Kamakura Pens Web Site and catalog

 
 

 

If you have any questions, please send me an e-mail. to: rd@kamakurapens.com

 

 
     
There seems to be some confussion about the Japanes "Kao" (red seal) and the Mei (usual artist signature). In Japan, maki-e artists are nearly always part of a guild. If they are rogue artists, then they would probably starve to death. At least they would have before the internet. These days many independent artists are doing very well for themselves, but originally, all of the artists were part of a guild. Typically, a signature consists of the guilds name, and then the artists name to the left (Japanese reads Right to Left). If the artist is a new to the guild, he hasn't yet earned the right to include his own signature, and will only sign with the guilds name.
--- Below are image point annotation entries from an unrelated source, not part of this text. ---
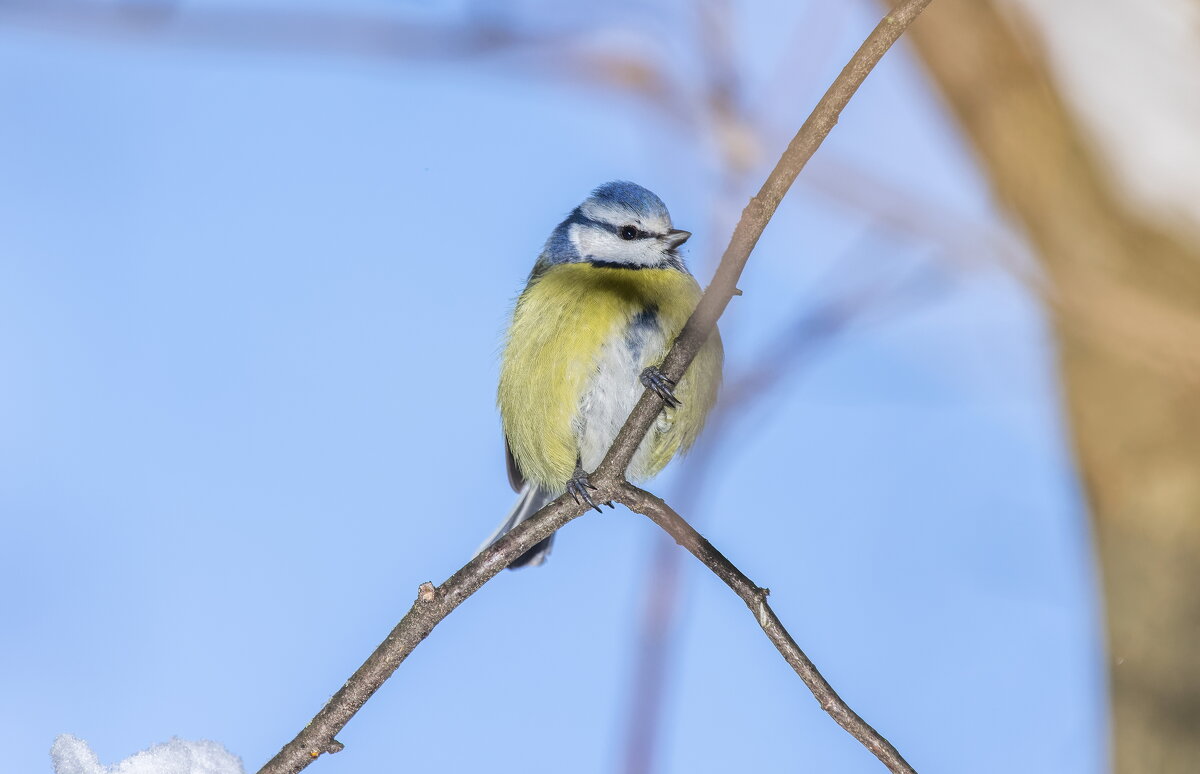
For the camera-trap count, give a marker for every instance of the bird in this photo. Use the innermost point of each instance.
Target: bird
(600, 309)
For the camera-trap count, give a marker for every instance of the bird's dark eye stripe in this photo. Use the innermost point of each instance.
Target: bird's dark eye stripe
(631, 232)
(616, 229)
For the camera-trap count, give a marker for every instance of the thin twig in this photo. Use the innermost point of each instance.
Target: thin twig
(754, 220)
(755, 598)
(433, 604)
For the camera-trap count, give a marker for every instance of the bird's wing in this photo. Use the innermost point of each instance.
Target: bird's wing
(516, 480)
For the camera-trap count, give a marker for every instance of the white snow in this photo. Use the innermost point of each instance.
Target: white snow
(72, 755)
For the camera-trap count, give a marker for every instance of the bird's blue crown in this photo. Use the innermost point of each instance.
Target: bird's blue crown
(611, 208)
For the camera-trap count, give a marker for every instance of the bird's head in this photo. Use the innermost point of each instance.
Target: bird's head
(621, 225)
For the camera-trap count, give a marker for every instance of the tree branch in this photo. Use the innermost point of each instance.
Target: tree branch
(754, 221)
(755, 598)
(433, 604)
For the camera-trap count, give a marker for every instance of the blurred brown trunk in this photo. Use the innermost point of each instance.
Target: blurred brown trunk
(1126, 303)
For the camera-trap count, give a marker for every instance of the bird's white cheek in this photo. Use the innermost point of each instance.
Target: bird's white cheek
(588, 241)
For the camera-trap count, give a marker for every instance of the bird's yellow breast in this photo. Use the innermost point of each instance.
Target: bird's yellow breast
(556, 346)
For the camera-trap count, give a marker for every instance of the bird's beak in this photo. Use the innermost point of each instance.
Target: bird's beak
(676, 237)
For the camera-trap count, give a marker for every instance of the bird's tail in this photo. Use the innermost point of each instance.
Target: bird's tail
(531, 501)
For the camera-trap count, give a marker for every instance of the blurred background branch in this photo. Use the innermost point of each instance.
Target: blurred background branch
(1119, 277)
(1126, 306)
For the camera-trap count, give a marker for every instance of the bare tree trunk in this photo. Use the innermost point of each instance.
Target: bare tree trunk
(1126, 300)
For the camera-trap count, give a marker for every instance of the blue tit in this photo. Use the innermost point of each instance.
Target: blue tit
(603, 305)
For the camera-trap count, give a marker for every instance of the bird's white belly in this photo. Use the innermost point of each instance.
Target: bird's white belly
(612, 393)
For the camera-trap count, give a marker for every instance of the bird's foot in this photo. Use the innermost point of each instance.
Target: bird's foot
(661, 385)
(579, 485)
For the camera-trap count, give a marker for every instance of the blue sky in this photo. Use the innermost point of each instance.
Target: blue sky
(250, 315)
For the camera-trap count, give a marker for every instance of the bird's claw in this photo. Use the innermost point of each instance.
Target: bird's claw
(579, 485)
(663, 387)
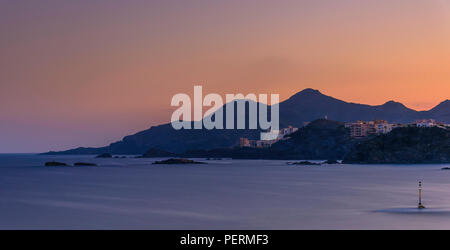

If the artist is independent, then he will only sign his own signature.

The red "Kao" mark is a type of "Hanko" or seal. If we were talking about paintings, the artist would use a stone, or ivory seal to make his mark. Nearly every official doccument in Japan requires one of these seals, so every one has one....Even Me. You have to be careful never to lose it because supposedly someone could take out a loan in your name or something like that. Usually these "Kao's" are soemthing like a monogram made of the Artist real name or "Artist Name". But the end design is entirely up to the artist.

Basically a "Kao" is the same as a Signature or "Mei" on a pen. There are no set rules when to use one or the other. For a very formal importnat work, the artist will use all three: the guild name, the "Mei" and the "Kao". If the item is less importnat, the artist may only use the Guilds name and his "Mei" or he may only use the "Kao"

It is true that if an artist was not pleased with a pen, he may only sign with the guilds name. But this would probably only be if he were unpleased with the concept design, not his own work. Maki-e pens use many layers and the signatures on the top quality pens are part of the core work. I can't see an artist removing all those layers to remove his name from a pen and then re-lacquring a pen. it would be easier to throw it away and start over.

Pilot or Namiki (It has always been the same company but under different names) created some more strict rules for their pens, and this is probably what everyone is thinking of today. The pens with all three marks, Guild, Mei, Kao, are always the best pens and command higher prices. But even Pilot didn't always follow the guidelines. On some pens, like the ring top, lever filler Dunhill Namiki's only the "Kao" is used.

Sailor and Platinum never had a guild of inhouse artists and always hired independent artists outside of the company, and these artists were even looser with the guidelines.

Many modern maki-e pens are applied using silk-screening methods or other machines to apply the lacquer work, complete with signatures and kao's, so you always have to be careful.

Today, any maki-e pen with an artist's "Kao" is worth more than a pen without one; not because of anything the aritst intended, but because of modern Westren perception of value.

Murakami's book "Dunhill Namiki and Laquer Pens" and Stepehn Overburry's book "Namiki" both have a section on Maki-e artists. You have to understand that both books are terribly incomplete, but they did the best that they could. Even the guys at the Pilot Pen museum are scratching their heads about half the signatures found on Pilot maki-e pens that I show them. They have been working hard on figuring out all the artists ever since the war. Probably a complete list of the artists will never be possible, but it is always exciting to add a new name to the list.

In my own personal opinion, pens with the "Kao" just look better, and I would pay more for one.